In this approach, there are two new steps to the `PyExecutor`'s `_executor_loop`.
* `_prepare_draft_requests`
* `_prepare_draft_tokens`

### `_prepare_draft_requests`

This stage occurs for all speculative decoding algorithms before scheduling. The purpose
of this stage is to make the KV cache and scheduler aware of the fact that speculative decoding
will occur. Draft tokens take up extra KV cache pages and count towards the executor's
`max_num_tokens` limit. Thus, we need a way to tell the scheduler that drafting will occur
**before we do the scheduling**.

To achieve this, we simply attach the maximum number of draft tokens to each request. The
scheduler and KV cache manager will automatically account for tokens attached to the
`py_draft_tokens` attribute.

```python
for req in self.active_requests:
    req.py_draft_tokens = [0] * max_draft_len
```

### `_prepare_draft_tokens`

This stage occurs after scheduling and KV cache allocation. The purpose of this stage
is to attach draft tokens to the `py_draft_tokens` attribute. This occurs by calling `self.drafter.prepare_draft_tokens`;
each speculative decoding algorithm should have a concrete instance of the `Drafter` class associated with it that defines
the drafting logic.

In addition to producing all "real" draft tokens, `_prepare_draft_tokens` currently must also pad
all `py_draft_tokens` to the maximum draft length. This is a CUDA graph limitation - the target
model captures its CUDA graphs using the maximum number of draft tokens on each request.
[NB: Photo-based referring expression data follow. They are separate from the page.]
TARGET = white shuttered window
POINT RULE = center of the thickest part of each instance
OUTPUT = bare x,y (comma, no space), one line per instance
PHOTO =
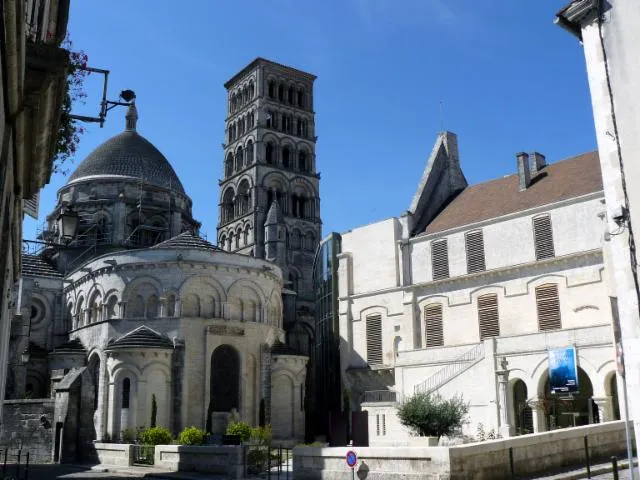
474,246
488,318
434,336
440,259
374,339
543,237
548,306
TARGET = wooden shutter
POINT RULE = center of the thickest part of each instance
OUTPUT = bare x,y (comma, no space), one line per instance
374,339
548,306
440,259
474,245
433,326
488,316
543,237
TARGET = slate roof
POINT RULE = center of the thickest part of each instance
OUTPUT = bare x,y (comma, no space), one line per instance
36,266
71,347
562,180
131,155
188,240
141,337
280,348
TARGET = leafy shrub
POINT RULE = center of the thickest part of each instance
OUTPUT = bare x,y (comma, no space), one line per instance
261,435
156,436
129,435
191,436
242,429
431,415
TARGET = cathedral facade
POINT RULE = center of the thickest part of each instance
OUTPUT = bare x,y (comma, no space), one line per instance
135,319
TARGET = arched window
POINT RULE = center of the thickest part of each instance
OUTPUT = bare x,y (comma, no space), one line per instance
249,152
239,159
269,154
227,205
286,157
126,392
302,161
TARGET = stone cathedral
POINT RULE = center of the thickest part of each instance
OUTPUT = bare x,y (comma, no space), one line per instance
269,196
134,318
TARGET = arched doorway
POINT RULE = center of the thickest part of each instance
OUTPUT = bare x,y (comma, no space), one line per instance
224,393
612,390
570,410
522,410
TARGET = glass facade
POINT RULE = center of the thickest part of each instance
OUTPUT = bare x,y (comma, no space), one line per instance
327,339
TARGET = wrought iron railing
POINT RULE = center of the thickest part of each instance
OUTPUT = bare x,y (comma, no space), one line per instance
452,369
375,396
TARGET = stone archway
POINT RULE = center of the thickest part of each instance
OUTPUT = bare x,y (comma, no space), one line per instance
523,414
224,392
571,410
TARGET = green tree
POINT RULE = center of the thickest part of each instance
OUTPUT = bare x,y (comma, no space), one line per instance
430,415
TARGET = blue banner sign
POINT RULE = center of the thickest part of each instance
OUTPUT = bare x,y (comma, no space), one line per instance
563,370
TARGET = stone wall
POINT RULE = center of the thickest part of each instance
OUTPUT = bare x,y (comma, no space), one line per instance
536,453
24,428
224,460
### Verification and Sampling

Once the draft tokens are obtained, the target model runs a forward pass through the usual flow.
Everything is the same, except that the logits for all the draft tokens are returned and passed
to the sampler.

Currently, only greedy sampling is supported for speculative decoding. A draft token is accepted if
matches the previously decoded token exactly. For example, suppose there is a generation request
`[t, d1, d2, d3]`, where `d1`, `d2`, and `d3` are drat tokens. Suppose the token after `t` is `d1`
(determined with the `argmax` of the logits). `d1` is then accepted. If the token after `d1` is `d2`,
then `d2` can be accepted. And so on until draft tokens cannot be accepted anymore.

### KV Cache Rewind

KV cache space allocated to rejected tokens is freed before the next iteration. This is achieved by setting
the `request.py_rewind_len` attribute to `num_draft_tokens_allocated - num_accepted_tokens`. The pages are
freed as part of the `resource_manager.free_resources` routine.

The purpose of KV cache rewind is to avoid complicated page reuse logic in the KV cache manager's `prepare_resources`
function. In practice, this is very cheap since the blocks are just marked as available; no memory is actually freed.